Epyx is hoping to tackle that, at least in part, as it is planning to link up its DBM with dealer management systems - the organisational software that powers all things showroom and workshop related. The idea is that its own booking system could sync up directly with a dealer's digital diary, theoretically removing the need for the three-date booking proposals and allowing company car drivers to select an available slot in real time. 

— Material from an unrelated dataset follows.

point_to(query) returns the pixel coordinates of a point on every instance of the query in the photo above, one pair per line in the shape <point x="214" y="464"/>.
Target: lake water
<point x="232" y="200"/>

"The next thing we will be doing is diary integration," says Fox, "it won't be across every DMS and it won't be every single dealer in the UK, but we hope to be able to cover a decent chunk of that so, rather than picking a date and then getting the response back, which is how it operates today, there will be more real time [bookings directly] into a dealer's diary. That's the next big thing in progress."

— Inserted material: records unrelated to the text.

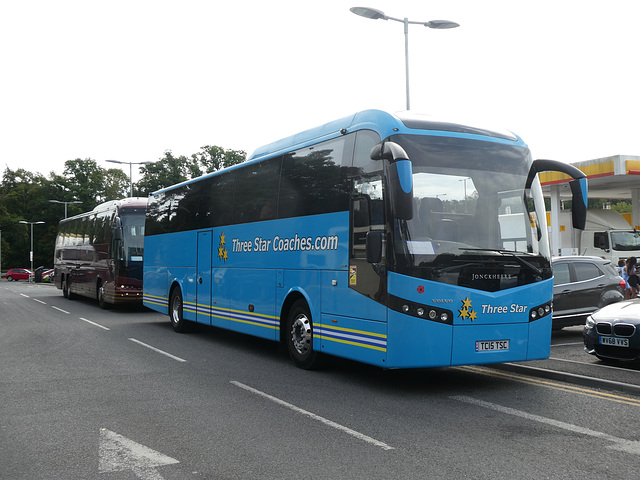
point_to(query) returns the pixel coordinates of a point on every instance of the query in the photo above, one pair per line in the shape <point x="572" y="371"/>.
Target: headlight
<point x="590" y="323"/>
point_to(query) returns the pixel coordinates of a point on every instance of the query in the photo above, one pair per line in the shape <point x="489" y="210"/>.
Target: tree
<point x="171" y="170"/>
<point x="211" y="159"/>
<point x="167" y="171"/>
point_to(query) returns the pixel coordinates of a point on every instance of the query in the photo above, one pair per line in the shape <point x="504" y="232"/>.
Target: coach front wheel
<point x="178" y="323"/>
<point x="299" y="334"/>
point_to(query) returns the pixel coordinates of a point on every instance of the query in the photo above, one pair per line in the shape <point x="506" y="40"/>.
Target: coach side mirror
<point x="400" y="177"/>
<point x="374" y="246"/>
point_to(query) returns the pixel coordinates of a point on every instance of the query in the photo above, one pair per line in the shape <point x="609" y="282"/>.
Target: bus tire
<point x="299" y="336"/>
<point x="100" y="295"/>
<point x="178" y="322"/>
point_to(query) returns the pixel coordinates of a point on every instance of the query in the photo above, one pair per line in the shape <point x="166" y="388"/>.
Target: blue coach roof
<point x="385" y="124"/>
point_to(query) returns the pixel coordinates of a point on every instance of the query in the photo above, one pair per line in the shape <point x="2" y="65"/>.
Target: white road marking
<point x="335" y="425"/>
<point x="158" y="350"/>
<point x="117" y="453"/>
<point x="628" y="446"/>
<point x="94" y="323"/>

Nash also reckons large fleets and leasing companies can drive these sorts of changes in behaviour among dealers because "there's nobody more powerful than the really
big buyers.

"The more you get into the convenience side of it, you think, actually, the car's going to tell you what it needs, you can book it in digitally and the whole process should be automated around exactly what the driver needs, which is: 'I bring my car to you, the dealer, for an hour and a half, then I get it back immediately afterwards'. All of that is absolutely possible at the moment. 

"Why wouldn't you want to know exactly what you're going to be dealing with when the car comes in, to minimise the downtime and minimise any additional costs, such as alternative transport? It makes absolute sense."